Characterizing the accuracy of ALMA linear-polarization mosaics

TL;DR

This study assesses the accuracy of ALMA linear-polarization mosaics across multiple bands, demonstrating residual errors are minimal near the center and increase towards the edges, with improved accuracy through mosaicking and validation against archival data.

Contribution

The paper provides a detailed characterization of polarization accuracy in ALMA mosaics, including residual error quantification and validation with other observations, which was previously lacking.

Findings

Residual polarization errors are less than 0.1% near the center of the primary beam.

Errors increase to about 0.3-0.5% and 1-5 degrees near the FWHM due to beam asymmetries.

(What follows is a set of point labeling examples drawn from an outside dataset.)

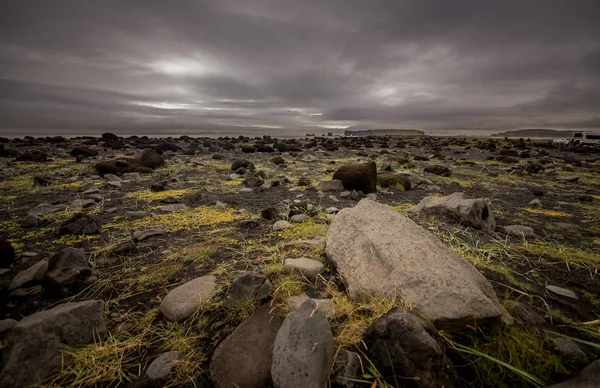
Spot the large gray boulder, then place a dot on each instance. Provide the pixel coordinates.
(38, 342)
(458, 208)
(244, 358)
(181, 302)
(398, 345)
(69, 271)
(303, 350)
(377, 251)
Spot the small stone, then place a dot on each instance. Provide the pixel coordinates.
(535, 202)
(562, 292)
(31, 221)
(181, 302)
(280, 225)
(325, 305)
(33, 274)
(569, 350)
(141, 235)
(307, 267)
(518, 230)
(298, 218)
(6, 325)
(250, 285)
(161, 367)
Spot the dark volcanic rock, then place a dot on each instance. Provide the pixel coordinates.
(38, 341)
(390, 179)
(244, 359)
(303, 349)
(250, 285)
(265, 148)
(79, 224)
(117, 166)
(359, 177)
(151, 159)
(69, 272)
(83, 151)
(399, 345)
(32, 156)
(7, 253)
(248, 149)
(242, 163)
(438, 170)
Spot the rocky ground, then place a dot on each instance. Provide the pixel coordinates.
(249, 262)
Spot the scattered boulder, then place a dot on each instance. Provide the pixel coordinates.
(69, 271)
(29, 276)
(303, 349)
(377, 251)
(151, 159)
(304, 266)
(250, 285)
(31, 221)
(570, 351)
(438, 170)
(242, 163)
(39, 342)
(459, 209)
(518, 230)
(141, 235)
(332, 185)
(181, 302)
(326, 305)
(562, 292)
(398, 345)
(117, 166)
(280, 225)
(161, 367)
(391, 180)
(84, 151)
(245, 357)
(7, 254)
(359, 177)
(79, 224)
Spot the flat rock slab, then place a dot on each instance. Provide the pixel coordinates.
(280, 225)
(303, 349)
(518, 230)
(181, 302)
(377, 251)
(304, 266)
(161, 367)
(562, 292)
(33, 274)
(458, 208)
(244, 358)
(38, 340)
(141, 235)
(325, 305)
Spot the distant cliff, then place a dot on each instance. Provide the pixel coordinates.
(381, 132)
(535, 132)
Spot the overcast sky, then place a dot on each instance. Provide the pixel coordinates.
(150, 66)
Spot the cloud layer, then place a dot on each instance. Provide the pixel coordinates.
(191, 66)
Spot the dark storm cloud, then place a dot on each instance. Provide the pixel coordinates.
(160, 66)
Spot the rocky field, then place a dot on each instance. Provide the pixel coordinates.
(342, 262)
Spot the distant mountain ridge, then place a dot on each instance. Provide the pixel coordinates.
(380, 132)
(535, 132)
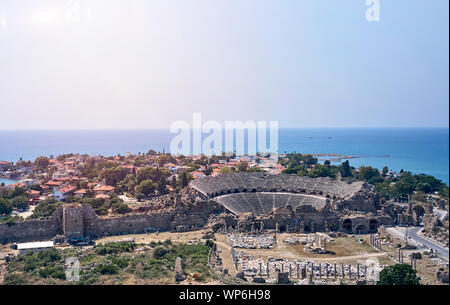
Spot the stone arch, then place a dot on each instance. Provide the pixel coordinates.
(418, 212)
(360, 229)
(347, 225)
(373, 225)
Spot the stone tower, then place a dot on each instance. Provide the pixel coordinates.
(73, 225)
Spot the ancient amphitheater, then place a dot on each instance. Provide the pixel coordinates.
(242, 201)
(295, 203)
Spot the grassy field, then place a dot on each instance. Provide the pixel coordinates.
(113, 263)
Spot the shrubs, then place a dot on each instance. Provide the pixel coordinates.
(106, 269)
(399, 274)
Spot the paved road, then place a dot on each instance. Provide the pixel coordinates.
(412, 233)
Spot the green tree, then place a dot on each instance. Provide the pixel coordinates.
(41, 162)
(114, 175)
(46, 208)
(367, 173)
(345, 169)
(162, 187)
(399, 274)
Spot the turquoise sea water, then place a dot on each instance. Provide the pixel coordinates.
(424, 150)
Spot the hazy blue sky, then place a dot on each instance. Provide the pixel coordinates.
(141, 64)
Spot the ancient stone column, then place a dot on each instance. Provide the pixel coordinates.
(303, 273)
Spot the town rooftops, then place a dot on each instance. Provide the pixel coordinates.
(35, 245)
(103, 188)
(66, 189)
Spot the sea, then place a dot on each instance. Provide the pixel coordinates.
(419, 150)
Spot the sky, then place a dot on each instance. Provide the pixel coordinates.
(102, 64)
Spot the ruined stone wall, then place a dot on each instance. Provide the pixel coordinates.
(73, 221)
(76, 220)
(28, 231)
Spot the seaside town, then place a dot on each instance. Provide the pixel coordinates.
(221, 219)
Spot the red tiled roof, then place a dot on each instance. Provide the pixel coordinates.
(66, 189)
(104, 188)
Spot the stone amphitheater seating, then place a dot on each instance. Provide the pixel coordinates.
(264, 203)
(263, 182)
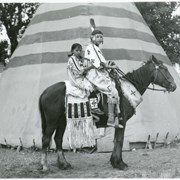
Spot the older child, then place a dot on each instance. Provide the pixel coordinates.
(76, 72)
(99, 76)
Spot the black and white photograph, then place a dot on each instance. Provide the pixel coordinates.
(89, 89)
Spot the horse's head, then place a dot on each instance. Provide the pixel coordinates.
(161, 76)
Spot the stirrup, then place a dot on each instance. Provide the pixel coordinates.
(115, 124)
(97, 111)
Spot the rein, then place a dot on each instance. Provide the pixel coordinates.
(121, 73)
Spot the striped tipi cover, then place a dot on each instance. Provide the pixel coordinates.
(40, 60)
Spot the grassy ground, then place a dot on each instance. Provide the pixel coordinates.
(157, 163)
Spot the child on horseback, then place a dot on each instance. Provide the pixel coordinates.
(76, 73)
(97, 74)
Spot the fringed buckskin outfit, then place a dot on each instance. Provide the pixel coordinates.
(75, 66)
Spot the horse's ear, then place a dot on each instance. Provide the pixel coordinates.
(154, 59)
(92, 23)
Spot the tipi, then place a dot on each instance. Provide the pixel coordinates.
(41, 58)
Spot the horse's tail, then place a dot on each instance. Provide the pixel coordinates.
(43, 118)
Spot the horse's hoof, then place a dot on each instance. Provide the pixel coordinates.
(44, 169)
(122, 166)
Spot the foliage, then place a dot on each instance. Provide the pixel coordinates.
(16, 17)
(165, 26)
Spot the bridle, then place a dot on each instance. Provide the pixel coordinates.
(156, 69)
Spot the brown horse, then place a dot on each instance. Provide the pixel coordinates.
(52, 109)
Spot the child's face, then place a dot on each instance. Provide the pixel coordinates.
(98, 39)
(77, 52)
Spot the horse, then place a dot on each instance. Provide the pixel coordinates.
(53, 118)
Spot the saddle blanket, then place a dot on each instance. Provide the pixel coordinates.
(77, 107)
(74, 91)
(80, 126)
(131, 93)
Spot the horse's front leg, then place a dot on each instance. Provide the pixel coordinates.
(45, 145)
(62, 163)
(116, 157)
(61, 160)
(44, 161)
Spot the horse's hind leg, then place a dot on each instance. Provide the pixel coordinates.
(62, 163)
(45, 145)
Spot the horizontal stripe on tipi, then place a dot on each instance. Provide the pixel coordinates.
(63, 57)
(83, 21)
(110, 43)
(86, 11)
(84, 33)
(60, 6)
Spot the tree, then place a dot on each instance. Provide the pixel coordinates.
(16, 17)
(165, 26)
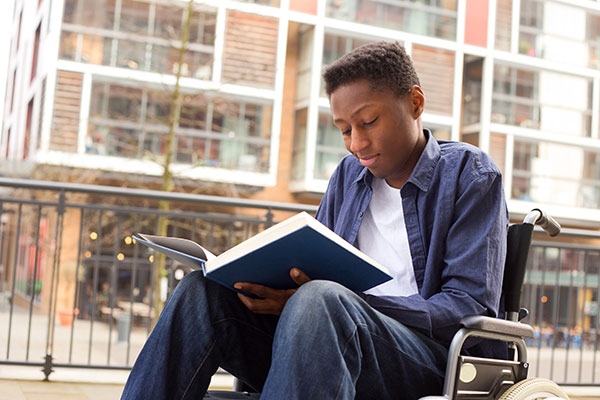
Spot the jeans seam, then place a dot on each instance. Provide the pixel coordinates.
(343, 353)
(243, 323)
(198, 369)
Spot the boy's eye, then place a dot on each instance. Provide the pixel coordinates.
(371, 121)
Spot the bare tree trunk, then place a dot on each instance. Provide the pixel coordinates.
(167, 178)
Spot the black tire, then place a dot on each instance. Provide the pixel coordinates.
(534, 388)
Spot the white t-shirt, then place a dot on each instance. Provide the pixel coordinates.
(382, 236)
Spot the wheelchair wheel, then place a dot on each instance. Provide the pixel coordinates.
(532, 389)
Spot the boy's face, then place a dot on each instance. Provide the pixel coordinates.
(381, 129)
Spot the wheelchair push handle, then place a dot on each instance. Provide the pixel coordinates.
(545, 221)
(519, 241)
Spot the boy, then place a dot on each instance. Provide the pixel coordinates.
(432, 212)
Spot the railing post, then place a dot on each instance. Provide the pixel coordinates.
(268, 218)
(47, 366)
(60, 211)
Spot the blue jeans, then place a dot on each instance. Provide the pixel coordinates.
(328, 343)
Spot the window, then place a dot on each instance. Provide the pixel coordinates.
(132, 122)
(36, 48)
(27, 138)
(139, 35)
(559, 32)
(428, 17)
(537, 99)
(556, 174)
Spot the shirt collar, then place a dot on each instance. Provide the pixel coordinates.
(422, 173)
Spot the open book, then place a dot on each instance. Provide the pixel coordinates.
(266, 258)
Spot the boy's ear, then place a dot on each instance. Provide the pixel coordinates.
(417, 99)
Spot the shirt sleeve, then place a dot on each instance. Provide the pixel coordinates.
(470, 274)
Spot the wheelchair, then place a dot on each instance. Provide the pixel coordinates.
(484, 378)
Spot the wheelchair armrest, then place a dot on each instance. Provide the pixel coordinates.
(489, 324)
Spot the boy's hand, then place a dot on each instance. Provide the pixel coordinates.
(271, 300)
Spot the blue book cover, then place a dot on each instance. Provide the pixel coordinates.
(266, 258)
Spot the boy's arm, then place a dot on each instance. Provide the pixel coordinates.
(472, 266)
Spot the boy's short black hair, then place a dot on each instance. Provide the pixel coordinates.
(384, 64)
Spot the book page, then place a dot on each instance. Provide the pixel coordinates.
(181, 245)
(282, 229)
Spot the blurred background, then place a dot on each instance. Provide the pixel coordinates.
(221, 104)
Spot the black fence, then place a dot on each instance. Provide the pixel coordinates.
(76, 292)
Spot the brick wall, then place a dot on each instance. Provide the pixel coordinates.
(65, 121)
(436, 73)
(250, 51)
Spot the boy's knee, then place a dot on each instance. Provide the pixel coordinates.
(316, 295)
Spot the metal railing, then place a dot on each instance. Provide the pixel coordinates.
(75, 291)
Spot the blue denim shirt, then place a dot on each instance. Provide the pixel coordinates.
(456, 221)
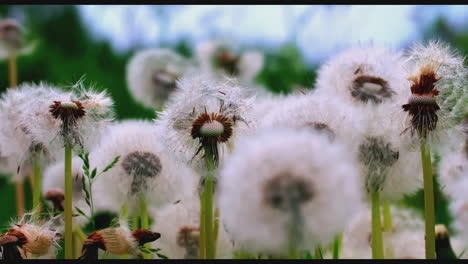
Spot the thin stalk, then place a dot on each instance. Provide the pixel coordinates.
(135, 222)
(337, 246)
(377, 240)
(12, 69)
(78, 238)
(208, 199)
(216, 230)
(429, 210)
(37, 183)
(201, 244)
(19, 198)
(318, 253)
(387, 212)
(68, 203)
(144, 222)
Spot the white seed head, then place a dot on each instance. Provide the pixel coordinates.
(194, 96)
(152, 75)
(286, 175)
(145, 168)
(363, 75)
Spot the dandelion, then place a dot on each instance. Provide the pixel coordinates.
(34, 239)
(145, 172)
(220, 59)
(438, 83)
(152, 75)
(180, 231)
(116, 240)
(200, 119)
(404, 240)
(289, 180)
(363, 75)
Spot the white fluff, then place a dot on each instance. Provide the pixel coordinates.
(193, 95)
(170, 182)
(143, 69)
(257, 227)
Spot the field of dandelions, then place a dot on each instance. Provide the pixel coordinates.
(228, 169)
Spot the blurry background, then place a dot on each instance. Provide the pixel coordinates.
(97, 41)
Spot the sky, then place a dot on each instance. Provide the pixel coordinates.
(319, 30)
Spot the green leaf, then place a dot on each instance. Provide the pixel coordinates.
(81, 212)
(116, 159)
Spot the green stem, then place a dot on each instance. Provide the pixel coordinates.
(429, 210)
(216, 230)
(387, 211)
(337, 246)
(144, 222)
(208, 200)
(318, 253)
(68, 203)
(135, 222)
(377, 240)
(37, 183)
(201, 241)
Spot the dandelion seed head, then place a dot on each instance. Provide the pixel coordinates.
(200, 101)
(288, 170)
(363, 75)
(145, 168)
(220, 59)
(438, 98)
(152, 75)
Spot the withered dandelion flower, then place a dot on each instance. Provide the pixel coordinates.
(422, 105)
(211, 130)
(69, 113)
(117, 241)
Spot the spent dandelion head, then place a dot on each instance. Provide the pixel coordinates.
(145, 168)
(438, 89)
(288, 180)
(203, 116)
(152, 75)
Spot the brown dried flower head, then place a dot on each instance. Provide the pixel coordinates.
(367, 88)
(422, 105)
(69, 113)
(285, 191)
(211, 130)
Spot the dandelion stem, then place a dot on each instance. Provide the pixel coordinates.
(144, 221)
(68, 202)
(216, 230)
(208, 198)
(201, 245)
(37, 183)
(135, 222)
(429, 210)
(12, 69)
(337, 246)
(19, 198)
(377, 240)
(387, 211)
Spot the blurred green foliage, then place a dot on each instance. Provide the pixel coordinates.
(66, 51)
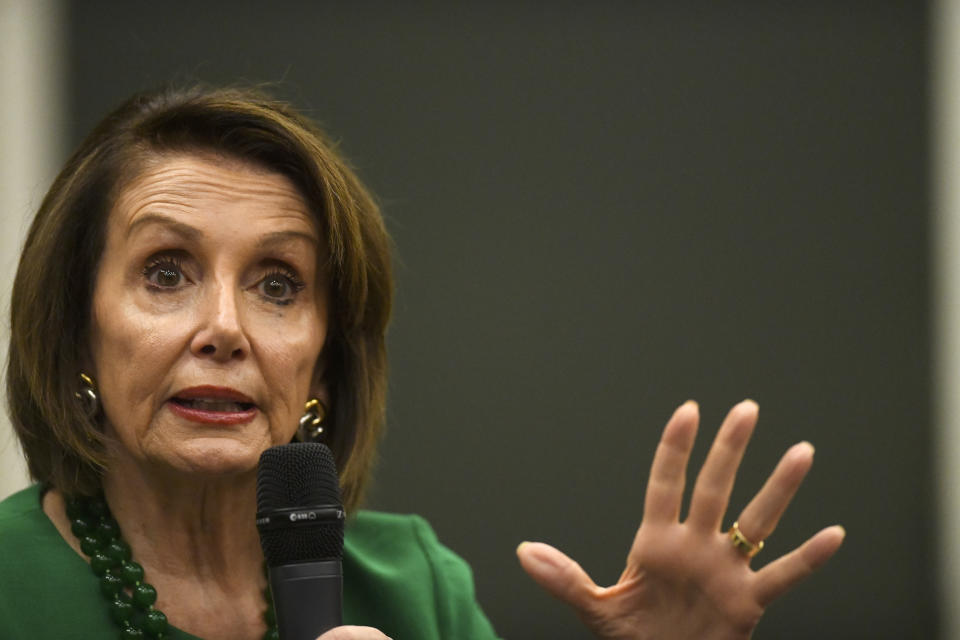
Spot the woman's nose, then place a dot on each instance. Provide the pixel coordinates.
(220, 334)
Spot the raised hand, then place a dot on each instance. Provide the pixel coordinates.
(689, 580)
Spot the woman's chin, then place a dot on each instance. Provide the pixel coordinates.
(216, 457)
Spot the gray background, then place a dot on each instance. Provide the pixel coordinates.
(601, 210)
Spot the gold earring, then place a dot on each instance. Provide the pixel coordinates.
(311, 428)
(88, 396)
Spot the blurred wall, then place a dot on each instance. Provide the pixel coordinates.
(601, 210)
(945, 232)
(31, 139)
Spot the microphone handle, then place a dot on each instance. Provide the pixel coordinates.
(307, 598)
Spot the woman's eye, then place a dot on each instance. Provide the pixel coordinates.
(280, 288)
(164, 274)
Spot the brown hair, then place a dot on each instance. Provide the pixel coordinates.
(52, 293)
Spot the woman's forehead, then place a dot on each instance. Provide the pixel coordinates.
(202, 185)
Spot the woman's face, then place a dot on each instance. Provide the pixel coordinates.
(208, 314)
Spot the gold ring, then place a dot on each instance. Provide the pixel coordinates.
(742, 544)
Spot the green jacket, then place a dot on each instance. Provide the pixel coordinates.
(397, 578)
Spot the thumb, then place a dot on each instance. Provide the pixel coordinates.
(558, 574)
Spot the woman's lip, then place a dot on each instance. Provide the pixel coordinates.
(212, 392)
(212, 417)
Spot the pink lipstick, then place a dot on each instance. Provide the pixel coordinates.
(213, 405)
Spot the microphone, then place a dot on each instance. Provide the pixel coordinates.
(300, 519)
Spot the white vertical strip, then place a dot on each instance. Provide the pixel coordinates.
(945, 245)
(31, 99)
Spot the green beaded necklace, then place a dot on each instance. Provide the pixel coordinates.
(130, 598)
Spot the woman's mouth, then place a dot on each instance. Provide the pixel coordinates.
(213, 405)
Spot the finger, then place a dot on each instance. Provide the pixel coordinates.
(668, 473)
(711, 493)
(785, 572)
(353, 633)
(761, 516)
(563, 578)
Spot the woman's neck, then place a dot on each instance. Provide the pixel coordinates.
(201, 528)
(197, 541)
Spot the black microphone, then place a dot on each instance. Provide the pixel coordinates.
(300, 518)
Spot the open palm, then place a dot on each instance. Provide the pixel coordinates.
(687, 579)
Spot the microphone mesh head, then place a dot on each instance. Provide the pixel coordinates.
(299, 475)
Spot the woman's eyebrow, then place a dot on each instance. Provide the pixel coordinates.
(275, 238)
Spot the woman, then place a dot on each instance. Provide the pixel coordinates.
(205, 272)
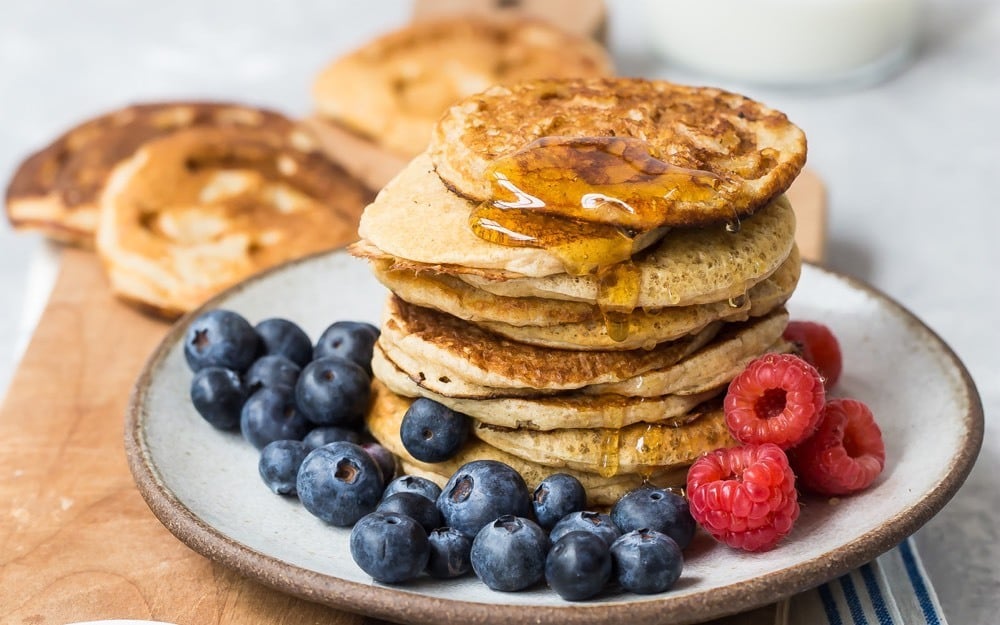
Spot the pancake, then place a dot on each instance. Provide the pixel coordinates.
(708, 368)
(649, 328)
(394, 88)
(417, 224)
(636, 448)
(196, 211)
(565, 410)
(441, 347)
(714, 364)
(416, 219)
(56, 191)
(688, 267)
(386, 414)
(750, 152)
(576, 325)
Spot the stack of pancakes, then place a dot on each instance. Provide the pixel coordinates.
(608, 363)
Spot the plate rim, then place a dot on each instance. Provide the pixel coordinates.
(399, 604)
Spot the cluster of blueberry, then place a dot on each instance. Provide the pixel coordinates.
(303, 406)
(486, 520)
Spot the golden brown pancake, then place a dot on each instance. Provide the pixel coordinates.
(441, 348)
(196, 211)
(57, 190)
(637, 448)
(688, 267)
(710, 367)
(386, 414)
(394, 88)
(649, 328)
(750, 152)
(572, 409)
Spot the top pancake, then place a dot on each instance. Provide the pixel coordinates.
(56, 190)
(396, 87)
(755, 150)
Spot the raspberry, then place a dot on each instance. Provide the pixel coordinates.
(777, 399)
(818, 346)
(744, 496)
(845, 454)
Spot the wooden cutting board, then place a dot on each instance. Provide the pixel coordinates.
(77, 541)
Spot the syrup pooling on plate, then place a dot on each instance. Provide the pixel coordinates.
(587, 200)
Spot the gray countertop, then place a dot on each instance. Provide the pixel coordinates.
(911, 164)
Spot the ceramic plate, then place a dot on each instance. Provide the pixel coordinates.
(203, 484)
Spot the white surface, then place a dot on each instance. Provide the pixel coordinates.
(911, 166)
(899, 369)
(815, 41)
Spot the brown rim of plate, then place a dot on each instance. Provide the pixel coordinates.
(401, 605)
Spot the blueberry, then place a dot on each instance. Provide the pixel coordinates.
(509, 553)
(333, 391)
(417, 507)
(413, 484)
(595, 522)
(271, 415)
(353, 340)
(339, 483)
(326, 434)
(279, 465)
(480, 492)
(383, 458)
(655, 509)
(578, 566)
(218, 396)
(646, 561)
(555, 497)
(281, 337)
(450, 553)
(390, 547)
(432, 432)
(271, 371)
(220, 338)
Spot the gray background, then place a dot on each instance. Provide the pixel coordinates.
(912, 166)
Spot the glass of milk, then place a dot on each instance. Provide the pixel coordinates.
(787, 42)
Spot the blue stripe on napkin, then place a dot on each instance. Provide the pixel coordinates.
(891, 590)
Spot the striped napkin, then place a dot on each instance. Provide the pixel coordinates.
(893, 589)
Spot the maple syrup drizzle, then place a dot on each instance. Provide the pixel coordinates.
(612, 180)
(647, 446)
(586, 200)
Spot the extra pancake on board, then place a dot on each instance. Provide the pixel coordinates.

Mosaicking reduces off-axis errors and improves polarization accuracy.

Abstract

We characterize the accuracy of linear-polarization mosaics made using the Atacama Large Millimeter/submillimeter Array (ALMA). First, we observed the bright, highly linearly polarized blazar 3C 279 at Bands 3, 5, 6, and 7 (3 mm, 1.6 mm, 1.3 mm, and 0.87 mm, respectively). At each band, we measured the blazar's polarization on an 11$\times$11 grid of evenly-spaced offset pointings covering the full-width at half-maximum (FWHM) area of the primary beam. After applying calibration solutions derived from the on-axis pointing of 3C 279 to all of the on- and off-axis data, we find that the residual polarization errors across the primary beam are similar at all frequencies: the residual errors in linear polarization fraction $P_\textrm{frac}$ and polarization position angle $\chi$ are $\lesssim$0.001 ($\lesssim$0.1% of Stokes $I$) and $\lesssim$1$^\circ$ near the center of the primary beam; the errors increase to $\sim$0.003-0.005 ($\sim$0.3-0.5% of Stokes $I$) and $\sim$1-5$^\circ$ near the FWHM as a result of the asymmetric beam patterns in the (linearly polarized) $Q$ and $U$ maps. We see the expected double-lobed "beam squint" pattern in the circular polarization (Stokes $V$) maps. Second, to test the polarization accuracy in a typical ALMA project, we performed observations of continuum linear polarization toward the Kleinmann-Low nebula in Orion (Orion-KL) using several mosaic patterns at Bands 3 and 6. We show that after mosaicking, the residual off-axis errors decrease as a result of overlapping multiple pointings. Finally, we compare the ALMA mosaics with an archival 1.3 mm CARMA polarization mosaic of Orion-KL and find good consistency in the polarization patterns.